Kim Jong-un estava acompanhado de sua filha, Kim Ju-ae, considerada uma possível sucessora. Essa presença reforça seu papel em eventos estratégicos do regime.
Presença da filha em eventos militares
Desde 2022, Kim Ju-ae vem participando de eventos estratégicos ao lado do pai. Na quarta-feira anterior ao teste, ambos visitaram uma fábrica de munições.
Essa participação constante reforça a percepção de que ela está sendo preparada para um papel de liderança no futuro. A fonte não detalha, porém, se há um plano formal de sucessão.
Contexto de tensão regional e exercícios militares
O teste ocorreu após o início dos principais exercícios militares anuais entre Estados Unidos e Coreia do Sul. Essas manobras conjuntas são rotineiras, mas frequentemente desencadeiam reações norte-coreanas.
A irmã do líder, Kim Yo-jong, criticou os dois países por realizarem as atividades em um momento de instabilidade global.

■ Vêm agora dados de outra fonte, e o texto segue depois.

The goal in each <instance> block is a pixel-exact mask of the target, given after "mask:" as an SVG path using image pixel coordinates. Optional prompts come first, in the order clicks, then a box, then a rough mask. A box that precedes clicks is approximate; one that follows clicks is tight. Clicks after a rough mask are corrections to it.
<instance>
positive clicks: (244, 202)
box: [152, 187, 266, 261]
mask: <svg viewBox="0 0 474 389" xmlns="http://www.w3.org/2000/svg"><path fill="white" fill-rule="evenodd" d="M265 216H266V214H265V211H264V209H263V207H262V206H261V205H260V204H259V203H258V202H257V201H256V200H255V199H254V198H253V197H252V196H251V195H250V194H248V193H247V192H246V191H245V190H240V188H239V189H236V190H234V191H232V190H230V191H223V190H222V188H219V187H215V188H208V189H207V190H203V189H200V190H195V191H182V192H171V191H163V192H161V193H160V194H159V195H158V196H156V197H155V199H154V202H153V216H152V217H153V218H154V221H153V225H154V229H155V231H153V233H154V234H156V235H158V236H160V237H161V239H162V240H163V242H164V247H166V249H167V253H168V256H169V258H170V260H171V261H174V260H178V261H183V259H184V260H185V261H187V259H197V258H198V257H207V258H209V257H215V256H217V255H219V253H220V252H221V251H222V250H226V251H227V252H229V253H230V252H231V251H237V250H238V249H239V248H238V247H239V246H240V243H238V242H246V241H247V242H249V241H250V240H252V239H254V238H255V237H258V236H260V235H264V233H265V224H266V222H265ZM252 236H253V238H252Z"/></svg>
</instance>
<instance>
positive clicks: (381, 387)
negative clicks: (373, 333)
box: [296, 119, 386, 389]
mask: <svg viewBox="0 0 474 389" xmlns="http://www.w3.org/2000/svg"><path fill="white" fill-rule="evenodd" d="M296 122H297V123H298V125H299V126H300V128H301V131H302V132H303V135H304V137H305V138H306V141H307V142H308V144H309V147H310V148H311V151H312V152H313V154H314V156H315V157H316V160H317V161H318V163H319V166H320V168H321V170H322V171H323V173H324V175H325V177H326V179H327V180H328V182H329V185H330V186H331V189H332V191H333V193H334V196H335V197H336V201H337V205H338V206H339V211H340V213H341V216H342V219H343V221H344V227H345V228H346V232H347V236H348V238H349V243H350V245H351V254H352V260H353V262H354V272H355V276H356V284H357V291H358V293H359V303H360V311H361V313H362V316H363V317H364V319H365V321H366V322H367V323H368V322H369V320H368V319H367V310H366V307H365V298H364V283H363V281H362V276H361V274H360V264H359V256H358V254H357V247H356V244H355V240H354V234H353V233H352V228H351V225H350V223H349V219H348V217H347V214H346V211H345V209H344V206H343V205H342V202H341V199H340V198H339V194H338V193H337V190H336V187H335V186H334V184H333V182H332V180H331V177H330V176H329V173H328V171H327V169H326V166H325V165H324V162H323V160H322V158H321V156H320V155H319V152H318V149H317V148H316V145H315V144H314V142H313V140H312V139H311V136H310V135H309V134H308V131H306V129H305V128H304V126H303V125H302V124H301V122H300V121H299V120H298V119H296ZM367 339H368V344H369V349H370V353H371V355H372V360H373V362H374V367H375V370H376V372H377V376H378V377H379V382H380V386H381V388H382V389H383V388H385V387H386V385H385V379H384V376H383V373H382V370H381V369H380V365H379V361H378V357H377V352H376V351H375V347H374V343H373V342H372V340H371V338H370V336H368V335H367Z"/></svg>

Registro de disparos de mísseis
As Forças Armadas da Coreia do Sul registraram no sábado, 14 de março, que a Coreia do Norte disparou mais de 10 mísseis balísticos em direção ao mar na costa leste do país.
Esse registro independente confirma a escala do exercício, embora a fonte não detalhe o tipo exato de mísseis envolvidos.
Declarações de Kim Jong-un sobre poderio militar
Kim Jong-un declarou que o exercício deixaria “os inimigos dentro do alcance de 420 km apreensivos”. Além disso, afirmou que a atividade “lhes daria uma compreensão profunda do poder destrutivo das armas nucleares táticas”.
Essas falas destacam o caráter dissuasório que o regime atribui aos seus testes militares.
Justificativa operacional contrastante
Por outro lado, o líder também disse que o propósito do treinamento era “simplesmente garantir que os militares cumpram seu dever”.
Essa justificativa contrasta com o tom mais ameaçador das outras declarações, sugerindo uma dupla narrativa sobre os objetivos do evento. A fonte não detalhou como essas mensagens foram recebidas internacionalmente.
Implicações para a sucessão de liderança
A presença de Kim Ju-ae no teste de foguetes e na visita à fábrica de munições consolida sua imagem como figura central no cenário político-militar norte-coreano.
Sua participação em eventos estratégicos desde 2022 indica um processo de familiarização com as estruturas de poder do país. Analistas veem isso como um passo na preparação para uma eventual transição de liderança.
A ausência de informações oficiais sobre o assunto mantém o tema envolto em especulações. A continuidade dessa tendência será observada de perto pela comunidade internacional.
Repercussão e próximos passos
O teste ocorre em um momento de exercícios militares na região, o que pode intensificar as tensões já existentes. As críticas de Kim Yo-jong refletem a postura habitual do regime diante de manobras conjuntas consideradas hostis.
A resposta de Seul e Washington ao teste de foguetes ainda não foi detalhada pelas fontes disponíveis. Tradicionalmente, esses eventos geram condenações e chamados por diálogo.
O cenário regional permanece volátil, com ações militares de um lado influenciando diretamente as decisões do outro.